Influential Kuala Lumpur gallery owner, Valentine Willie, has joined Borobodur auctions to unite the market of Southeast Asia. Their first Singapore sale is in October

By Anna Somers Cocks | Posted 19 July 2007 
Borobodur auctions, active in Indonesia with three to four auctions a year, is to hold its first sale in Singapore this October. They have employed Valentine Willie (53), already well known in the Region for having created one of the most influential contemporary art galleries in Southeast Asia, in Kuala Lumpur. This English-educated ­former lawyer, speaking to The Art Newspaper, says that Borobodur intends to put together sales specifically for contemporary Southeast Asia, “to connect up the dots” in an area consisting of ten nations, 500m to 600m ­people and huge religious diversity, from the Catholic Philippines to Muslim Indonesia to Buddhist Thailand.

There is a distinct Southeast Asian contemporary art, he says, which he defines as post-colonial and by indigenous artists, even if deceased. The auctions will be divided into figurative, new media (photography, video, installation) and abstract, whether Western-inspired or emerging out of local, particularly Islamic, traditions: “We want to encourage a bigger market, with all countries looking at all other countries. There are similar themes everywhere: urbanisation, the transition to democracy, the colonial hangover.”
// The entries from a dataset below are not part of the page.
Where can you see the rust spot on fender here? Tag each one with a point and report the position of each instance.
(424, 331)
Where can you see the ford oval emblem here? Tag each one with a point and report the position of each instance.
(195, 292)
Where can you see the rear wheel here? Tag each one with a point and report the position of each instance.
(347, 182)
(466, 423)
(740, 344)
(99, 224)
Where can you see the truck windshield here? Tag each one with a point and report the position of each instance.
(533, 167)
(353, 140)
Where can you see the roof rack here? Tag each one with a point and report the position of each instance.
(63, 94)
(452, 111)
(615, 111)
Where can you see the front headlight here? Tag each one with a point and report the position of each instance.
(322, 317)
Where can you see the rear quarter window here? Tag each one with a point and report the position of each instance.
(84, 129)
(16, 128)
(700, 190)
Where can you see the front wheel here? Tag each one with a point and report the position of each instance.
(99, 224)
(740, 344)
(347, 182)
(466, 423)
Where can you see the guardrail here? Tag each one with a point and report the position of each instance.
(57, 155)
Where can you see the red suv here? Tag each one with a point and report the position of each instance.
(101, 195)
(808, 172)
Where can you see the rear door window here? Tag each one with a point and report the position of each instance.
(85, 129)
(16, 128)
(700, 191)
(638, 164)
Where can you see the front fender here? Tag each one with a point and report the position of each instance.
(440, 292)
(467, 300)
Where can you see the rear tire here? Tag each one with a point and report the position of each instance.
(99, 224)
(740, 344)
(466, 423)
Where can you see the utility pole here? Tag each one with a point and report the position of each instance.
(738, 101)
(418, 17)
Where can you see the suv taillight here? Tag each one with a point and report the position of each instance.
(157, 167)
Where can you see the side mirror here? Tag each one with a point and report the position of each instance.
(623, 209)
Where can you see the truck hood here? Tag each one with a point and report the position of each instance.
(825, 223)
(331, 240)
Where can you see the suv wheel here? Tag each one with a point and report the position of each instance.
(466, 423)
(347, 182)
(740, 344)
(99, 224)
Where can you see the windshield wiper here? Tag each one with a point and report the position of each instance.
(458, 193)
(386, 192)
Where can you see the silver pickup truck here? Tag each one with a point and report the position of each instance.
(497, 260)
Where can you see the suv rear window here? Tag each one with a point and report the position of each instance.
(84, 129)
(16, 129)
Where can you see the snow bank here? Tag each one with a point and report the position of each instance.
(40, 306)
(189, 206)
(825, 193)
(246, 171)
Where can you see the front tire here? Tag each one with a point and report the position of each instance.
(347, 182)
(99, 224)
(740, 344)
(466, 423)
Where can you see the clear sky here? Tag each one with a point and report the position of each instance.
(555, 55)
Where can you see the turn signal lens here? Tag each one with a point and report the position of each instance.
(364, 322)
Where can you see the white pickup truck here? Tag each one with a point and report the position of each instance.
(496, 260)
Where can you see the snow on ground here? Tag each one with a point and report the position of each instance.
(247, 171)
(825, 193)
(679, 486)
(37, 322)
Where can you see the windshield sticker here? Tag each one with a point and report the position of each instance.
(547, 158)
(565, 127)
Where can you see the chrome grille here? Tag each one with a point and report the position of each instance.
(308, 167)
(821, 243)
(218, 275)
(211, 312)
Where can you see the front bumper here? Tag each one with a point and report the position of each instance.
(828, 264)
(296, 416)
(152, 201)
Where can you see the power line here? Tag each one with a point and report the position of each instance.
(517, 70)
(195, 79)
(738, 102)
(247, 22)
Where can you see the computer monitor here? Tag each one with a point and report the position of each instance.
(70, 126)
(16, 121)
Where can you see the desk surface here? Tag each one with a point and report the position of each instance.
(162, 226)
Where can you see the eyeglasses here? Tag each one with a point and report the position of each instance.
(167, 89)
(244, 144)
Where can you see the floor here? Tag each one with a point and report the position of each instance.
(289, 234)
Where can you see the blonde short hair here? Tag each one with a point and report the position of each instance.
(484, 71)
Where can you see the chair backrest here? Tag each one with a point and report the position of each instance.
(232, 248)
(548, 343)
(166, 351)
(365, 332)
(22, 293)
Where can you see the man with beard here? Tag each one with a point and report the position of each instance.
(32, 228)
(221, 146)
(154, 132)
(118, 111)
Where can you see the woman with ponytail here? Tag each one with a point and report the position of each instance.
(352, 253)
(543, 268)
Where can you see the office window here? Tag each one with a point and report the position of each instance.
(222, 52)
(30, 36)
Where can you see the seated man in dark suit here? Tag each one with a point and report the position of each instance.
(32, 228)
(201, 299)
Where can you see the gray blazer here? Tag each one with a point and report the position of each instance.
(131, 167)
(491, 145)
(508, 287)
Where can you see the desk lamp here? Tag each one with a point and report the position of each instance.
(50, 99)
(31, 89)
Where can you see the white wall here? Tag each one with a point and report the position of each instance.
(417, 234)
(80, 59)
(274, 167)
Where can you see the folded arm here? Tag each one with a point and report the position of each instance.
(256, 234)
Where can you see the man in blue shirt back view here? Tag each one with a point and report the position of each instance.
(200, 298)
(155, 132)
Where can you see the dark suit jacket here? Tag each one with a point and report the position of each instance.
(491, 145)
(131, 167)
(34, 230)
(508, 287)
Collecting is developed to a varying degree in the Region, he says, the strongest tradition being in the Philippines because of its Spanish colonial ­history and its church art. Indonesia comes a close second because of the Dutch influence. But people buy art only when they already have everything else—the house, the Mercedes and the jewels—and artists struggle as elsewhere in the world, teaching, doing a bit of graphic design. He estimates that both the Philippines and Indonesia have about 5,000 artists; Malaysia, 300-500; Thailand, 1,000 or so. There are cultural oddities: Hanoi has more galleries than Thailand; Malaysia and Singapore are put together despite there being no internal ­market; and the buyers are all foreigners.

Asked why Borobodur has chosen Singapore, Mr Willie explains that, while the city is far from being a hotspot of creativity, its government is happy for art to come to it from the outside, as shown by its 2006 Biennale. Above all, Singapore has the infrastructure and everyone from the Region does their banking there. A gap has been left with Christie’s moving to Hong Kong, and Sotheby’s may also leave to consolidate there, so Borobodur are being made welcome in this quintessential trading city.

As for the present market, Mr Willie says that Chinese buyers are fuelling it, their ­speculative fervour spilling over from Chinese into Southeast Asian art, and Borobodur had Chinese buyers for the first time at its May auction. As in the West, there are excess funds looking for alternative areas of investment.